Ketiga pekerja itu baru selesai membawa kambing-kambing yang berjumlah sepuluh pasang ke atas kandang.
"Rumah si Bos besar sekali, ya. Bener-benr wong sugih," ucap perjaka tua yang saat ini baru duduk diatas bongkahan kayu.
"Iya, kabarnya lahan jagung dan tamaman padinya juga sangat luas," yang satunya menimpali.
"Kalau ini bener wong sugih. Ditambah punya istri yang cantik dan bahenol, apa gak sempurna urip-pe?" pria bernama Kemis itu menyahut.
Mendengar ucapan Kemis, Setu dan Seloso saling pandang. Ternyata otak mereka satu tujuan, mengagumi Suketi yang sudah mempersatukan isi benak mereka.
"Iya, mana mulus, lagi," sahut Seloso dengan berbisik, takut terdengar oleh Saryat, dan nantinya akan berakibat fatal pada pekerjaan mereka.
"Iya, iki manuk gak iso diajak kompromi. Yo kok malah ngadek iya, ini kok senjata pamungkas gak bisa diajak kompromi, kenapa justru bangun," sahut Setu dengan wajah memerah menahan sesak hasratnya, sembari melirik pangkal selangkanya.

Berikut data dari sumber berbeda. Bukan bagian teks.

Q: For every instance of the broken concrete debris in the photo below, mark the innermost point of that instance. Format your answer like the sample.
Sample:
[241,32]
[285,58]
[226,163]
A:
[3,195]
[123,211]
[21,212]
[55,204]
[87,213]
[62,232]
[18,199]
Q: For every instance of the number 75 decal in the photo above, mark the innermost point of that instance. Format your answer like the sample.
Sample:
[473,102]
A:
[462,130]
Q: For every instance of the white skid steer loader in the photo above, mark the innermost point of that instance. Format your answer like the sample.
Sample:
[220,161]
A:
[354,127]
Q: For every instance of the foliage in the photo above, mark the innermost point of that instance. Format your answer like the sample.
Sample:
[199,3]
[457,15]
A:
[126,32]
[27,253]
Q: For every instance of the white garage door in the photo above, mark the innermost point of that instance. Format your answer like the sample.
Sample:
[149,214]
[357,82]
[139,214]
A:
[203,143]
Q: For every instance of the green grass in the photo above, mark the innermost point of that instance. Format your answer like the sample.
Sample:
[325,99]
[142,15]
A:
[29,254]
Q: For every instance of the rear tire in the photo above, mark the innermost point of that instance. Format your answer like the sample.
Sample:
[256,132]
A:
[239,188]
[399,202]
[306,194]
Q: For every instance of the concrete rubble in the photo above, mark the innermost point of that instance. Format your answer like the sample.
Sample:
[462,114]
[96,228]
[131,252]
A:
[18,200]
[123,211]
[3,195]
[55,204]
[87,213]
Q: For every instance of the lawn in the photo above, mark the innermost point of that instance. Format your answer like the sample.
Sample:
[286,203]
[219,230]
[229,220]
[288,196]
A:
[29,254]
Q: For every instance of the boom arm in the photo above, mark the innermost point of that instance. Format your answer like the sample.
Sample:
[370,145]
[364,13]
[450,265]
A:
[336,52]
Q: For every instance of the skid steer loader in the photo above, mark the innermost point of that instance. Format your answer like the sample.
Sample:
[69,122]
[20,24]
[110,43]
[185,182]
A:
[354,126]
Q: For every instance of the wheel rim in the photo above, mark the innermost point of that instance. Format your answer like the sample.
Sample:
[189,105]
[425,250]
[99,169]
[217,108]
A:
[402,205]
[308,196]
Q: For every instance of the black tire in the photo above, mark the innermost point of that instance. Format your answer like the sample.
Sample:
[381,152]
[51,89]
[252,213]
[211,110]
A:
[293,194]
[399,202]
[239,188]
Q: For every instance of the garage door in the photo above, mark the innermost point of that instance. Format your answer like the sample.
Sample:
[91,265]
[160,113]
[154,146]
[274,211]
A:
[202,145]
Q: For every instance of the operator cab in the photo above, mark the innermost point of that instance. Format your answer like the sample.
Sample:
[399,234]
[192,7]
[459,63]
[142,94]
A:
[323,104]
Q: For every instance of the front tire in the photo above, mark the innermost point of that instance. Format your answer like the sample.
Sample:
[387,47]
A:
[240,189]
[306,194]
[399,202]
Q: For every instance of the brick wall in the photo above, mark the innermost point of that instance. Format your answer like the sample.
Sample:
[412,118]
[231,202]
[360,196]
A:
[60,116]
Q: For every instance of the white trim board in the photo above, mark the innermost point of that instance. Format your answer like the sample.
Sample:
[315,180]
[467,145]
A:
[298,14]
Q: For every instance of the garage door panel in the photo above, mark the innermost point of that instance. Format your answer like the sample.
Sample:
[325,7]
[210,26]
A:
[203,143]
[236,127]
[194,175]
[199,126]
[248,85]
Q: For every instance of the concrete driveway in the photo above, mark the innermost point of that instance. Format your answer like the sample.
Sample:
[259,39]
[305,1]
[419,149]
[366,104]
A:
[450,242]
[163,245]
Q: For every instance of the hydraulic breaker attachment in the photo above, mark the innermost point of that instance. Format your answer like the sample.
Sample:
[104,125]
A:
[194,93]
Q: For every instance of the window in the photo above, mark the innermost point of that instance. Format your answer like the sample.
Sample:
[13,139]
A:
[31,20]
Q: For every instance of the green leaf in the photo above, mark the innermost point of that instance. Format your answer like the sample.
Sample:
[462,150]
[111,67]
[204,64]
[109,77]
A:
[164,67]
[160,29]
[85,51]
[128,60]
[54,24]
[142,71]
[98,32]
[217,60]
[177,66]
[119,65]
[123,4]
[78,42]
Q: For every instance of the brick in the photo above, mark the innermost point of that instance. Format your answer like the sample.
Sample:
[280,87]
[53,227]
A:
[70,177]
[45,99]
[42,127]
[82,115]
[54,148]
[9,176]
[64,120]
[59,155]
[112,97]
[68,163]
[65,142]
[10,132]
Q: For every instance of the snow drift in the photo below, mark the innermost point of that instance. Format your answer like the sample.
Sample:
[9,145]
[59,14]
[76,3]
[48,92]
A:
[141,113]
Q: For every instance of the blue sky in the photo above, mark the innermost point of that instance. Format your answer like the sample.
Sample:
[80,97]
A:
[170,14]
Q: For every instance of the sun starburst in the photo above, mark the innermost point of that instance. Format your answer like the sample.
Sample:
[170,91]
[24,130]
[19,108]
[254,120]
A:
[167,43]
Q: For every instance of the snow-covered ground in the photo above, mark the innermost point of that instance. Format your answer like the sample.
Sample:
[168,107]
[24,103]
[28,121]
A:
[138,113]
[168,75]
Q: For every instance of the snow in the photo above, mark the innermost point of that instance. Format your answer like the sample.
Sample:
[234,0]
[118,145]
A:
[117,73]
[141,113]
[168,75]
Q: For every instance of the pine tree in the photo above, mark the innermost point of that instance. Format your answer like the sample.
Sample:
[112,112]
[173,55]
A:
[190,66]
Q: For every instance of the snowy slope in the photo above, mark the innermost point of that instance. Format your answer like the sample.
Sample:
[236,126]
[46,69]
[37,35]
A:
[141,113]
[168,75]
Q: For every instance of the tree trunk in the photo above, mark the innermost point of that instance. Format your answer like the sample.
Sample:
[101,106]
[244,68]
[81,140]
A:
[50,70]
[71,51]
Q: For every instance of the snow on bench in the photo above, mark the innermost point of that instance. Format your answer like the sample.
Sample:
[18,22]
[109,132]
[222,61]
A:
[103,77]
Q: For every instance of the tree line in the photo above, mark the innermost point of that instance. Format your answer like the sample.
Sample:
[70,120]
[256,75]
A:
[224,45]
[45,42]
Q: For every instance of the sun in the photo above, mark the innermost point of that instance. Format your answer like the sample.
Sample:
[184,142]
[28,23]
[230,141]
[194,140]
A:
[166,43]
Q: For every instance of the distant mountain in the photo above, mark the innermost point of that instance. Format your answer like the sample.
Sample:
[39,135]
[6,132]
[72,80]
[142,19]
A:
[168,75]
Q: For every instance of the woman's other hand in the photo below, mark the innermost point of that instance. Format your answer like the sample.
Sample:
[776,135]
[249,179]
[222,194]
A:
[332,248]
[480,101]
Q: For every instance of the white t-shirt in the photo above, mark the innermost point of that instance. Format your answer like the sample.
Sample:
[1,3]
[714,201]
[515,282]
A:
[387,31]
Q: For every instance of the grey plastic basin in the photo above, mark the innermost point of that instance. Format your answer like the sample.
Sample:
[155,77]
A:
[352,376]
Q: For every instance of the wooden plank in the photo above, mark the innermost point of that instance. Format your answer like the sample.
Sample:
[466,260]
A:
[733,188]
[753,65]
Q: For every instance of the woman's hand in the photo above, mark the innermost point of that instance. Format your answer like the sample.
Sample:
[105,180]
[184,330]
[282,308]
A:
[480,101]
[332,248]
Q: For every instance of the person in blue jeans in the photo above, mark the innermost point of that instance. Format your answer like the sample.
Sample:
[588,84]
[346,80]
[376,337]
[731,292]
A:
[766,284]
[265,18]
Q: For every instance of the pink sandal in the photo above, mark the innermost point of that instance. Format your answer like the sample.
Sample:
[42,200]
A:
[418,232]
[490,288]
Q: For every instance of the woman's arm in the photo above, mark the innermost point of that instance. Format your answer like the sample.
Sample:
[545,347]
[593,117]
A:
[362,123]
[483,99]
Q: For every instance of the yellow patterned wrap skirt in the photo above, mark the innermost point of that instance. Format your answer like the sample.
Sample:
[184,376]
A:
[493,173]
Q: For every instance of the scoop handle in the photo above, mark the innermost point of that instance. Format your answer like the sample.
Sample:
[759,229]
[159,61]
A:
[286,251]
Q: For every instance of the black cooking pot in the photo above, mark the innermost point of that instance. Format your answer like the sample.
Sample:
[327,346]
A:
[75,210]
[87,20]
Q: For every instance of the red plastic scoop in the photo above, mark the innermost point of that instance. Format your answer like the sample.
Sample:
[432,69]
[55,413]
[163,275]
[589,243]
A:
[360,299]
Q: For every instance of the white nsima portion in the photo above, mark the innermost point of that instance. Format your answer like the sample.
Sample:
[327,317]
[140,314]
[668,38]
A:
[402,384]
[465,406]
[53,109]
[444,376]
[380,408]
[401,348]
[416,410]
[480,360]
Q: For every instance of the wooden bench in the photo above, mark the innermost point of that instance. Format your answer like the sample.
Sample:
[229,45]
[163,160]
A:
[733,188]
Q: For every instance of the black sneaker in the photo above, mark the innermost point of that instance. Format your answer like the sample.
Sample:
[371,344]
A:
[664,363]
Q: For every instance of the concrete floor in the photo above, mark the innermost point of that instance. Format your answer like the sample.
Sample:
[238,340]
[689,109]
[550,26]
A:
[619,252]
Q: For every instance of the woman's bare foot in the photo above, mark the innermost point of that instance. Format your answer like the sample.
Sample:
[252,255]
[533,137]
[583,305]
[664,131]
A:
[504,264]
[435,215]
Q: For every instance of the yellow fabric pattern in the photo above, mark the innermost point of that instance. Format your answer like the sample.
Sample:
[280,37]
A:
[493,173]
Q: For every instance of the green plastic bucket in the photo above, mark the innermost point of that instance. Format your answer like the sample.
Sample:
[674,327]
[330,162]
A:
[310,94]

Seketika mereka tertawa terbahak, sebab hal itu tentu saja membuat mereka merasakan hal hang sama, berfantasi terhadap Suketi.
Sesaat tawa mereka terhenti, saat melihat wanita yang sedang mereka bicarakan datang menuju ke arah mereka dengan sebuah nampan yang diatasnya terdapat teko berbahan kaleng yang berisi kopi hitam, dengan cangkir yang sama motifnya, disertai tiga porsi nasi goreng yang ia hidangkan untuk ketiganya.
Sebuah balai kecil yang terbuat dati bilah pohon pinang, menjadi tempat ketiganya untuk memakan sarapan, apalagi mereka datang cukup jauh dari desa tetangga.
"Kang, kemari, ini sarapannya," ajak Suketi dengan nada ramah dan terkesan manja.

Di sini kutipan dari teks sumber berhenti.